Wildfires rage in Europe from Croatia to Portugal
Firefighters battled to douse wildfires on the Adriatic coast of Croatia and Montenegro on Tuesday, as blazes also raged in Italy, France and Portugal.
About a dozen wildfires had broken out late Sunday in the villages surrounding Split, a popular tourist destination, but firefighters managed to control the blaze on the outskirts of Croatia’s second largest city.
Late Monday the fire spread to the suburbs of Split where a shopping centre had to be evacuated and several cars were burned.
The city waste dump caught fire, while the town was covered with thick black smoke, but the blaze was put under control overnight.
“It seems that the worst is behind us … Split has been saved,” mayor Andro Krstulovic Opara told HRT state-run television.
Local media reports however said some parts of Split were without electricity or water on Tuesday as Prime Minister Andrej Plenkovic arrived to take stock of the situation.
According to initial estimates some 4,500 hectares (11,120 acres) of land, mostly pine forests, bushes and olive groves, were destroyed. Houses were burned but there were no casualties.
In neighbouring Montenegro, where the forest fires forced the evacuation of more than a hundred campers on the Lustica peninsula, the situation was slightly better Tuesday.
Fires however were still active in several municipalities further inland but were all under control, an interior ministry statement said.

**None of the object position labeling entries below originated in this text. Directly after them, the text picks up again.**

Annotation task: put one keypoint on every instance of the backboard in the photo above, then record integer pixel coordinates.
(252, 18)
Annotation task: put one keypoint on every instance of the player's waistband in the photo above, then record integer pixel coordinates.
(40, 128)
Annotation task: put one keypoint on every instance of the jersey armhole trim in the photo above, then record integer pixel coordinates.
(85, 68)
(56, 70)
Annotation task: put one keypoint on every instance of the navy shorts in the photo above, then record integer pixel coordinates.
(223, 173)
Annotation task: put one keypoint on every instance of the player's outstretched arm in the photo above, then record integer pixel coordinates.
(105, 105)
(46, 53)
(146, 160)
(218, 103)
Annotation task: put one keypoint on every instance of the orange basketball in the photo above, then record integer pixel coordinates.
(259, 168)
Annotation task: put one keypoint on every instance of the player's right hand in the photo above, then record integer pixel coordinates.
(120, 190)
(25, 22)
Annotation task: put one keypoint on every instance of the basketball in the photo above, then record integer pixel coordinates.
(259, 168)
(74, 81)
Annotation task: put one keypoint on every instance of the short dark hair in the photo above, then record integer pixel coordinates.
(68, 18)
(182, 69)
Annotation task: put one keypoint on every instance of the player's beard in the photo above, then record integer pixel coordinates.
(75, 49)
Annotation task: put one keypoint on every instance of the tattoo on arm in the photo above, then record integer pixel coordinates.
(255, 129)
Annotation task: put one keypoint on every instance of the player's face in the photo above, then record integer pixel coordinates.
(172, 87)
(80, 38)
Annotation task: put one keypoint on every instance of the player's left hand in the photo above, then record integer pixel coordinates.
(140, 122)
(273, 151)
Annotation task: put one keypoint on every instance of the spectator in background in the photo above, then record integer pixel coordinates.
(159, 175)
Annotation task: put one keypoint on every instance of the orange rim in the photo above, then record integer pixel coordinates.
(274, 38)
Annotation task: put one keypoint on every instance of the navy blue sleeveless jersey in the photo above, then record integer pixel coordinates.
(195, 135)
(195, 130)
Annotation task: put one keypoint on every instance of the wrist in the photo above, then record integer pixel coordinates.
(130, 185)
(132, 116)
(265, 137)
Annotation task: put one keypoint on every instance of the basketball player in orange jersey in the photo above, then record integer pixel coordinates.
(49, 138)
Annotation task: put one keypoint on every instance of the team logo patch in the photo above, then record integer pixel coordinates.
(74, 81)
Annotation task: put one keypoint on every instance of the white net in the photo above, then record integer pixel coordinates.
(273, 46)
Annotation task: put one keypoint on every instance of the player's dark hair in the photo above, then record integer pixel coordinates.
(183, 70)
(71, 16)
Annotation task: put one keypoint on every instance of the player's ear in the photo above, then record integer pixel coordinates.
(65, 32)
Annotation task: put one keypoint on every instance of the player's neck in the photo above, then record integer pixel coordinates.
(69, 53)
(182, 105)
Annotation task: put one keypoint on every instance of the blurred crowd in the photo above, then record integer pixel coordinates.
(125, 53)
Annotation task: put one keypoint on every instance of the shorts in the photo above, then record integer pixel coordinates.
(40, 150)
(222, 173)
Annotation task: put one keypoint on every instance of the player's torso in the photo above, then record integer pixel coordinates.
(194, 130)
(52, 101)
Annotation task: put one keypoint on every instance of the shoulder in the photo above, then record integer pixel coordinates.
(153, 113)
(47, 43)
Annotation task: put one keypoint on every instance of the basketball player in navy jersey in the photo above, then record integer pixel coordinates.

The cause of the fires in the two countries at the height of the summer tourist season is still not known.
In Italy, authorities said a blaze in a pine forest at a popular park outside Rome, now under control, was deliberately set and that a suspect has been arrested.
But fires continue burn in southern Italy in parts of the Calabria region and in the outskirts of Naples where one person died on Monday after falling off his roof where he went to look at how the forest fire was progressing not far from his home.
Winds, high temperatures and dry conditions prompted fires to break out the past several days in southern France and the Mediterranean island of Corsica.
More than 450 firefighters were still battling a forest fire at Castagniera, north of Nice, which has destroyed some 100 hectares but appears not to be spreading further, authorities said.
On Monday fire swept through around 200 hectares of scrubland near Bonifacio in southern Corsica.
On Europe’s Atlantic coast nearly 1,400 firefighters supported by water-bombing planes and helicopters have battled three major blazes in northern Portugal since Sunday.
Civil protection authorities say firefighters have managed to mostly bring the fires under control and the weather on Tuesday was cooperating as temperatures dropped from 35 degrees Celsius (95 degrees Fahrenheit) to 30 C.
Last month Portugal battled a giant fire in the central region that raged for five days, killing 64 people and injuring more than 250, with many trapped in their cars by the flames.
Following the tragedy, experts said Portugal is likely to see more massive forest fires because the country is highly exposed to global warming’s climate-altering impacts.